Eğer Shakespeare döneminde bir kadın Shakespeare’in yeteneğine sahip olsaydı hikâye aşağı yukarı böyle olurdu, diye düşünüyorum. Ancak ben merhum piskoposla aynı fikirdeyim – Shakespeare’in zamanında bir kadının onunki gibi bir yeteneğe sahip olması mümkün değildi. Çünkü Shakespeare gibi dâhiler çalışan, eğitimsiz, alt sınıftan insanların arasından çıkmazlar. İngiltere’de, Saksonların ve Britonların arasından çıkmadı. Bugün de işçi sınıfından çıkmaz. O zaman, Profesör Trevelyan’ın anlattığına göre çocukluktan çıkar çıkmaz işleri başlayan, aileleri tarafından buna zorlanan, yasaların ve geleneklerin zoruyla bundan kaçamayan kadınların arasından nasıl çıksın?
(Syf 53-56)
(…)
İtiraflardan ve kendini çözümlemelerden oluşan bu devasa modern edebiyata bakınca, dahice bir şey yazmanın hemen hemen her zaman muazzam bir güçlük içerdiğini öğreniyoruz. Yazılanların, yazarın zihninden eksiksiz ve bütün olarak çıkma olasılığı pek zayıf. Genellikle somut koşullar engeller bunu. Köpekler havlar; insanlar çalışmayı böler; para kazanmak gerekir; sağlık bozulur. Ayrıca, bütün bu güçlükleri hızlandıran ve tahammül etmeyi zorlaştıran başka bir şey de dünyanın açıkça görülen kayıtsızlığıdır. Dünya, insanlardan şiir, roman ve öykü yazmalarını istemez; bunlara ihtiyacı yoktur. Flaubert’in doğru sözcükleri bulup bulmadığı ya da Carlyle’ın şu ya da bu olguyu titizlikle doğrulayıp doğrulamadığı umurunda değildir. Doğal olarak, istemediği şeyin bedelini de ödemez. Böylece yazar, Keats, Flaubert ve Carlyle, özellikle gençliğinin yaratıcı yıllarında, her açıdan umutsuzluğa kapılır, cesareti kırılır. Ruh çözümlemeleriyle, itiraflarla dolu o kitaplardan beddualar, ıstırap çığlıkları yükselir. ‘Büyük şairler acılarında ölürler.’ O şairlerin şiirlerindeki ana konu budur. Bütün bunlara rağmen ortaya bir şey çıkması mucize olur ve herhalde hiçbir kitap, kitap olarak doğarken, yazarın aklına düştüğü anki kadar eksiksiz ve sağlam değildir.
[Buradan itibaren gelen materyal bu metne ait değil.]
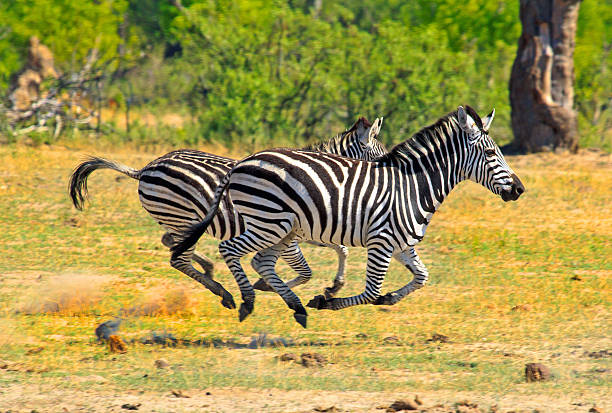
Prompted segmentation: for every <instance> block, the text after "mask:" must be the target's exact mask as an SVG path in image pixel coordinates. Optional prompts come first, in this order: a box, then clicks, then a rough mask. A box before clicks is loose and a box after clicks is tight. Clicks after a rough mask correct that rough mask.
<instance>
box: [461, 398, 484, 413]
mask: <svg viewBox="0 0 612 413" xmlns="http://www.w3.org/2000/svg"><path fill="white" fill-rule="evenodd" d="M455 407H456V412H457V413H480V412H481V410H480V409H479V408H478V405H477V404H476V403H472V402H470V401H467V400H463V401H460V402H457V403H456V404H455Z"/></svg>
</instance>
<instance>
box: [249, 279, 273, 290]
mask: <svg viewBox="0 0 612 413" xmlns="http://www.w3.org/2000/svg"><path fill="white" fill-rule="evenodd" d="M253 288H254V289H255V290H259V291H274V290H273V289H272V287H270V286H269V285H268V283H267V282H265V281H264V279H263V278H260V279H259V280H257V281H256V282H255V284H253Z"/></svg>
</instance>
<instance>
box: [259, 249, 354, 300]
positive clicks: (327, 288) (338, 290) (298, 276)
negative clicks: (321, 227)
mask: <svg viewBox="0 0 612 413" xmlns="http://www.w3.org/2000/svg"><path fill="white" fill-rule="evenodd" d="M306 242H308V243H309V244H312V245H317V246H319V247H329V248H333V249H334V250H335V251H336V253H337V254H338V270H337V271H336V277H335V278H334V285H333V286H332V287H327V288H326V289H325V297H326V298H332V297H333V296H335V295H336V293H337V292H338V291H340V289H341V288H342V287H343V286H344V284H345V283H346V281H345V280H344V271H345V267H346V258H347V256H348V248H346V247H345V246H343V245H332V244H323V243H321V242H315V241H306ZM281 258H282V259H283V260H284V261H285V262H286V263H287V264H288V265H289V266H290V267H291V269H293V270H294V271H295V272H297V273H298V276H297V277H296V278H294V279H293V280H291V281H288V282H287V286H288V287H289V288H293V287H296V286H298V285H302V284H306V283H307V282H308V281H310V279H311V278H312V270H311V269H310V267H309V266H308V263H307V262H306V259H305V258H304V255H303V254H302V250H301V249H300V247H299V245H298V244H297V242H296V241H294V242H292V243H291V245H289V247H288V248H287V249H286V250H285V251H283V252H282V253H281ZM261 259H262V257H261V252H258V253H257V254H256V255H255V257H253V259H252V260H251V266H252V267H253V269H254V270H255V271H257V272H259V271H258V270H257V268H258V267H259V262H260V261H261ZM253 288H254V289H256V290H260V291H273V289H272V287H270V286H269V285H268V284H266V282H265V281H264V279H263V278H260V279H259V280H257V282H255V284H253Z"/></svg>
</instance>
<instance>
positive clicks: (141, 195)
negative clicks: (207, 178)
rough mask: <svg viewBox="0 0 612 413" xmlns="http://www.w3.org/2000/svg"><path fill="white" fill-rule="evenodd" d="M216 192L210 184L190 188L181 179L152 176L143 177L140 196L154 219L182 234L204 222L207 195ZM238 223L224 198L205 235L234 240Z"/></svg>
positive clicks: (142, 179) (161, 174) (140, 198)
mask: <svg viewBox="0 0 612 413" xmlns="http://www.w3.org/2000/svg"><path fill="white" fill-rule="evenodd" d="M143 175H144V174H143ZM219 180H220V178H219ZM214 189H215V188H210V186H208V185H199V186H194V185H189V184H187V183H186V182H185V181H181V180H180V179H169V178H167V177H164V176H163V175H162V174H159V173H149V174H148V175H145V176H144V179H143V178H141V180H140V183H139V185H138V195H139V197H140V202H141V204H142V207H143V208H144V209H145V210H146V211H147V212H148V213H149V214H150V215H151V216H152V217H153V219H155V220H156V221H157V222H158V223H159V224H160V225H161V226H162V227H164V229H165V230H167V231H169V232H171V233H173V234H180V233H182V232H184V231H185V230H187V229H189V228H190V227H191V226H192V225H195V224H197V223H199V222H201V221H202V219H203V218H204V216H205V215H206V212H207V211H208V209H209V207H210V204H209V200H208V199H207V197H206V196H205V195H204V194H206V193H208V194H212V193H213V192H214ZM209 198H210V196H209ZM239 221H240V220H239V218H238V217H237V215H236V214H235V212H234V211H233V209H232V208H231V207H228V203H227V202H226V200H225V199H224V200H223V201H222V202H221V204H220V205H219V210H218V212H217V215H216V216H215V218H214V219H213V222H212V224H211V225H210V226H209V228H208V229H207V231H206V233H207V234H209V235H210V236H212V237H214V238H217V239H221V240H224V239H229V238H233V237H235V236H237V235H239V233H240V227H241V225H240V222H239Z"/></svg>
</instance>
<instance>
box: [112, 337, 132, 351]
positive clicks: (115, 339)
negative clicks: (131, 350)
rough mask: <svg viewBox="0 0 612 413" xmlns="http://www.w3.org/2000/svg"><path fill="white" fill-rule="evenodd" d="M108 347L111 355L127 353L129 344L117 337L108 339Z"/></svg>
mask: <svg viewBox="0 0 612 413" xmlns="http://www.w3.org/2000/svg"><path fill="white" fill-rule="evenodd" d="M108 346H109V349H110V352H111V353H125V352H127V344H125V342H124V341H123V340H122V339H121V337H119V336H117V335H112V336H110V337H108Z"/></svg>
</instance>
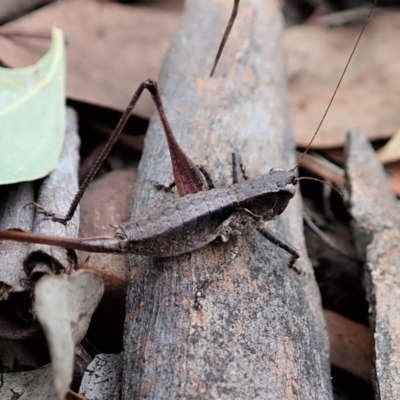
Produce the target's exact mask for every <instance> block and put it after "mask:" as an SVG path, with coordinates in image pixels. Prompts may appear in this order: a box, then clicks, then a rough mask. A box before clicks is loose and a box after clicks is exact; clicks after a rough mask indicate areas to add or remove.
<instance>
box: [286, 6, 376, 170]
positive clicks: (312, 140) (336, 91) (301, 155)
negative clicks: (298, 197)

Ama kadınlar için diye düşündüm, boş raflara bakarak, bu güçlükler çok daha fazla ürkütücüydü. Bir kere, aile gerçekten varlıklı değilse, ya da soylu değilse bırakın sakin bir odayı ya da ses geçirmez bir odayı, kendine ait bir odası olması bile söz konusu değildi kadının, on dokuzuncu yüzyılın başına kadar durum buydu. Evleneceği erkeğe verilen para, ki kızın babasının iyi niyetine bağlıydı bu, sadece üstüne başına yeterdi kızın, hepsi de yoksul erkekler olan Keats, Tennyson ya da Carlyle’ı avutan şeylerden bile yoksundu kız, bir gezintiden, Fransa’ya kısa bir yolculuktan, ne kadar perişan olsa da kendisini ailesinin taleplerinden ve baskılarından koruyan ayrı bir evden. Bu tür maddi zorluklar çok ürkütücüydü; ama maddi olmayanlar çok daha kötüydü. Keats ve Flaubert ve diğer üstün yetenekli adamlar dünyanın kendilerine kayıtsız kalmasına güç dayanıyorlardı, ama kadınlara baktığımızda bu kayıtsızlığın yerini düşmanlık alıyordu. Dünya kadına, erkeklere dediği gibi ‘İstersen yaz, umurumda değil’, demiyordu. Dünya kaba kaba gülerek, ‘Yazmak mı?’ diyordu. ‘Yazman ne işe yarıyor?’
(Syf 60-61)
(...)
Bir Dr. Johnson, Goethe, Carlyle ya da Voltaire olmasak da, bu büyük adamlardan çok farklı olarak bile, bu entrikanın yapısını ve kadınların bu son derece gelişmiş yaratıcı yetisinin gücünü hissedebiliriz. Odaya gireriz – bir kadın bir odaya girdiğinde neler olacağını söylemeye fırsat bulana kadar İngilizcenin olanakları fazlasıyla uzatılıp genişletilmiş, havada küme küme uçuşan sözcükler izinsizce hayatiyet kazanmış olur. Odalar birbirinden öyle farklıdır ki; sakin olabilirler ya da gürültülü; denize bakarlar ya da tam tersi, bir hapishanenin avlusuna; yıkanmış çamaşırlar asılı olabilir; ya da opal kumaşlar ve ipekler canlandırır içlerini; at kılı kadar sert ya da tüy gibi yumuşaktırlar – kadınlığın bu aşırı karmaşık gücünün insanın suratına çarpması için herhangi bir sokaktaki herhangi bir odaya girmek yeterlidir. Zaten başka türlü olabilir mi? Çünkü kadınlar milyonlarca yıldır evlerinin içinde oturdular, artık onların yaratıcılıkları o evlerin duvarlarını delmiştir, bu güç tuğlaların ve harcın kapasitesini öylesine zorlamıştır ki, artık kalemlere ve fırçalara, iş hayatına ve politikaya yönelmek ihtiyacındadır. Ancak kadınların yaratıcılığı erkeklerinkinden çok farklıdır. Asırlar süren çok katı bir disiplin sonunda kazanılmıştır, yerini de hiçbir şey alamaz, bu yüzden eğer engellenirse ya da ziyan edilirse çok yazık olur, diye düşünürüz. Kadınlar erkekler gibi yazsalardı ya da erkekler gibi yaşasalardı, onlar gibi görünselerdi çok yazık olurdu, dünyanın ne kadar geniş ve çeşitli olduğunu düşünürsek, iki cins bile pek yetersiz kaldığına göre sadece tek bir cinsle nasıl idare edebilirdik?